Thong Kon laughed. “That’s all?”
Moisey counted from zero to ten, raising a finger for each number.
“You speak very nice,” said Thong Kon. “I teach you more. I teach you how to say everything beautiful in our country. Every word: sunset, moon, flower.”
The food came. Chicken and rice. Thong Kon added spices, and Moisey did the same.
“How long have you been in Thailand?”
“Six years,” said Moisey.
“No!” said Thong Kon. He covered his mouth. “And you don’t speak Thai?”
“I do, though,” said Moisey.
“Lot noi dai mai?”
Can you give a little discount? That he only knew how to speak about money embarrassed him. “Where are you from?” he asked, trying to change the subject.
“I’m from Bangkok. Ratchadamri? Near here!” Thong Kon pointed over his shoulder. “And you? Why you live in Thailand so long?”
The simple answer was that it was a better place to live than Israel. It had provided him with a tropical escape from his earlier life. But the more complicated answer had to do with the ease with which he could tamp out his inner black-nesses, thanks to the drugs, the sex, the sun. Also, of course, he had a job here. A very lucrative job, one he couldn’t easily duplicate anywhere else.
“I like it here,” he said.
They finished their food. Moisey paid, and they moved on to a bar chosen by Thong Kon. It wasn’t a gay bar, which made Moisey thankful—just a normal Bangkok place, with seats that faced out to the street. They drank Leo beers and smoked cigarettes. Thong Kon asked what Moisey did for work. Without thinking, Moisey responded “bartender,” and instantly regretted it. He saw Thong Kon study his face, and knew the man was measuring him in some way.
“Currently not working,” Moisey added.
The touching began with a playful pat. They laughed at some joke, and Thong Kon pushed Moisey’s shoulder.
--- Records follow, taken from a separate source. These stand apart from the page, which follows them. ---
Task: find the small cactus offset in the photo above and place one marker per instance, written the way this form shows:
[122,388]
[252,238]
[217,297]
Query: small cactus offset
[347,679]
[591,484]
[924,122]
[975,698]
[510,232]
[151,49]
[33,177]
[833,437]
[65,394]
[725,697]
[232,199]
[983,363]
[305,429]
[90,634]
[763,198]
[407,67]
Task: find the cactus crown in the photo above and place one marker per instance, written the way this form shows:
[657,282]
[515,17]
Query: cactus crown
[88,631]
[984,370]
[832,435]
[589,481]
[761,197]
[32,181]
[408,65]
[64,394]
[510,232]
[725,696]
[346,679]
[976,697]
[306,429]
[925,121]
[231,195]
Even that felt weighted with sex. The dirtiness, Moisey noticed, didn’t extend to the man’s hands. He had clean fingernails, with large moons.
A healthy thyroid,
Moisey thought. He wanted to return the touch, but suddenly he felt shy. He hadn’t taken drugs in over a month, and now he wondered if that was what was slowing him down.
Moisey had a hard time placing the Thai man economically. His English, refined and grammatical, seemed the product of university study, though Thong Kon denied that. His movements, his countenance, his posture, all seemed upper class to Moisey. But underneath, in the corners of his eyes, there was something thuggish, something criminal in the way he scanned the street while they drank.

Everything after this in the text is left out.